Stephanie Khoury’nin Libya'nın Beni Velid şehrine yaptığı ziyaretten bir kare (UNSMIL)
Stephanie Khoury’nin Libya'nın Beni Velid şehrine yaptığı ziyaretten bir kare (UNSMIL)
TT

Libya'nın Beni Velid şehrindeki toplantıda şehrin ‘ötekileştirilmesinden’ duyulan rahatsızlık dile getirilirken ‘uzlaşı’ çağrısı yapıldı

Stephanie Khoury’nin Libya'nın Beni Velid şehrine yaptığı ziyaretten bir kare (UNSMIL)
Stephanie Khoury’nin Libya'nın Beni Velid şehrine yaptığı ziyaretten bir kare (UNSMIL)

Birleşmiş Milletler Libya Destek Misyonu (UNSMIL), BM Genel Sekreteri António Guterres’in Siyasi İşler Özel Temsilci Yardımcısı Stephanie Khoury'nin ülkenin kuzeybatısındaki Beni Velid şehrinde belediye meclisiyle genel istişarelerde bulunduğunu ve sivil toplum temsilcileri, akademisyenler, kadınlar ve gençlerle bir araya geldiğini duyurdu.

UNSMIL, toplantı katılımcılarının uzun süren siyasi çıkmazdan ve Libya'da kalıcı bir çözüm bulunamamasından duydukları hayal kırıklığını dile getirdiklerini aktardı.

y6u7
Stephanie Khoury, Beni Velidli kadınlarla bir araya geldi (UNSMIL)

UNSMIL’in açıklamasına göre görüşmelerde danışma komitesinin sunduğu öneriler ve ‘ülkenin yaşadığı çok boyutlu kriz karşısında devlet kurumlarının birleştirilmesi konusundaki acil ihtiyaç’ üzerinde duruldu.

Görüşmelere katılanların birçoğu ‘mevcut duruma kesin bir çözüm bulunması’ çağrısında bulunurken, ‘Beni Velid şehirine yönelik ötekileştirmenin devam etmesinden duydukları rahatsızlığı ve ulusal uzlaşının güçlendirilmesi gerektiğini’ ifade ettiler.

UNSMIL’in ayrıntılarını aktardığı toplantıya katılanlar, Libya'nın farklı bölgelerinden gelen seslerin, UNSMIL’in kolaylaştırdığı siyasi sürece kapsamlı ve etkili bir şekilde katılımının sağlanmasını istediler ve ‘bu katılımın son derece önemli olduğunun’ altını çizdiler.

Beni Velid Belediye Başkanı Abdulhafiz er-Rayis, Khoury'nin şehre yaptığı resmi ziyaretin, ülkedeki siyasi gelişmeleri ve mevcut durumdaki gelişmeleri tartışmak amacıyla yapıldığını açıkladı.

Belediye Başkanı Rayis, düzenlediği basın toplantısında yaptığı açıklamada, belediye binasında geniş kapsamlı bir toplantı düzenlendiğini ve bu toplantıya Emniyet Müdürü ile Vafra Kabileleri Sosyal Konseyi üyelerinin katıldığını söyledi.
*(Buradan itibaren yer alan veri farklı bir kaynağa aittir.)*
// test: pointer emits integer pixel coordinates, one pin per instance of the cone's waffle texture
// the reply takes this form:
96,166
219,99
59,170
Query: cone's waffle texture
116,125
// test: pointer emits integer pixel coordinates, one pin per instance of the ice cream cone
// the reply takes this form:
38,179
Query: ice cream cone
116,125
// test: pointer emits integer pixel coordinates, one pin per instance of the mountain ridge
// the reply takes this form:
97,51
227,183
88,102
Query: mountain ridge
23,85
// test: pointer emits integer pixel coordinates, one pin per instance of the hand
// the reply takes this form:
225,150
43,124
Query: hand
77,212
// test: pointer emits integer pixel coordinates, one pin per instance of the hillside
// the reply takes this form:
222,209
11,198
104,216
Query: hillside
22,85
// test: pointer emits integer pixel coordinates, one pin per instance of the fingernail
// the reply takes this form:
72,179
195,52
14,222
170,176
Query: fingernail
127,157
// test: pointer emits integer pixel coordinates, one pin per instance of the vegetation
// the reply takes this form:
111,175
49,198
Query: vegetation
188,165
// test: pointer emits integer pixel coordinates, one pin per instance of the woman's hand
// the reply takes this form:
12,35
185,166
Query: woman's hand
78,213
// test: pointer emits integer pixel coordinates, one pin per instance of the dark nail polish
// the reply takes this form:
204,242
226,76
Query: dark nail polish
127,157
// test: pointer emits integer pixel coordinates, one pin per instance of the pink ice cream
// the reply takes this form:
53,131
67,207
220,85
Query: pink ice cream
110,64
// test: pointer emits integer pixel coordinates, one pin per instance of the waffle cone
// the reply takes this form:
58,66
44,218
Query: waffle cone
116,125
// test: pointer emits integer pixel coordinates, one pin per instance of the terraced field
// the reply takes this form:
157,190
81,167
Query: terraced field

Rayis, toplantıda geçiş sürecinin en önemli zorluklarının ele alındığını, kapsamlı siyasi sürecin desteklenmesinin, dışlanma ve ötekileştirilmenin sona erdirilmesinin ve Libya'nın her yerinde istikrar ve sürdürülebilir barışın sağlanmasının öneminin vurgulandığını belirtti.

Bu arada ‘vatanın birliğini vurgulama ve bölünmeyi reddetme’ konusunda kararlı olduklarını belirten toplantının katılımcıları, Libya halkının güvenlik, kalkınma ve istikrar beklentilerini karşılayacak adil bir siyasi çözüme ulaşılması için BM’nin çabalarına destek verilmesi gerektiğini vurguladılar.

UNSMIL

Öte yandan BM Genel Sekreteri'nin Libya Özel Temsilcisi Hanna Tetteh başkanlığındaki UNSMIL, Libya’nın güneyindeki gençlerin siyasi süreçle ilgili endişelerini ve danışma komitesinin önerileriyle ilgili önerilerini anlamak için bir tartışma oturumuna katılmak üzere kayıtların açıldığını duyurdu.

UNSMIL tarafından dün yapılan açıklamada, katılımın ülkenin güneyindeki çeşitli şehirlerden 18 ila 35 yaş arası gençlere açık olduğu ve kayıtların pazartesi akşamına kadar elektronik form aracılığıyla yapılabileceği belirtildi. Açıklamaya göre oturum önümüzdeki çarşamba günü Zoom uygulaması üzerinden ‘Gençler Katılıyor’ programı kapsamında gerçekleştirilecek.

Yasadışı göç

Diğer taraftan geçici Ulusal Birlik Hükümeti (UBH) İçişleri Bakanlığı tarafından dün yapılan açıklamada, Sahil Güvenlik Genel Müdürlüğü'ne bağlı bir devriyenin, başkent Trablus'un doğu kıyısı açıklarında denizde bulunan farklı uyruklardan 39 kaçak göçmeni kurtardığı duyuruldu.

Kurtarma operasyonunun yaz aylarında deniz devriyelerini yoğunlaştırma çabaları çerçevesinde gerçekleştiğini aktaran Bakanlık, Göçmenlerin Trablus’taki yönetim şubesine bağlı eş-Şaab Limanı’na nakledildiklerini, burada gerekli yasal işlemlerin yapıldığını ve yasadışı göçle mücadele birimine teslim edildiklerini belirtti.

uı
Libya İçişleri Bakanlığı, yasadışı göçmenleri yakaladığını duyurdu (İçişleri Bakanlığı)

İçişleri Bakanlığı aynı gün ikinci bir operasyonda ise ‘GACS Wadi Kaam P300’ adlı sahil güvenlik teknesinin, Zaviye kenti açıklarında farklı uyruklardan 20 kaçak göçmeni kurtarmayı başardığını açıkladı.

Bakanlık, kurtarma operasyonu tamamlandıktan sonra göçmenlerin eş-Şaab Limanı’na nakledildiğini ve buradaki yasal işlemlerin ardından kalan işlemlerin tamamlanması için yasadışı göçle mücadele birimine sevk edildiklerini belirtti.

Bir diğer gelişmede Libya Ulusal Ordusu (LUO) Kara Kuvvetleri Komutanı Saddam Hafter, Libya sınırlarını korumak için ‘vatan görevini’ yerine getirirken iki askerin öldürüldüğünü açıkladı. Hafter yaptığı kısa açıklamada ‘vatanın güvenliğini koruyan askerlerin fedakarlıklarına’ duyduğu minnettarlığı dile getirdi, ancak olayın nerede olduğuna ve iki askerin nasıl öldürüldüğüne değinmedi.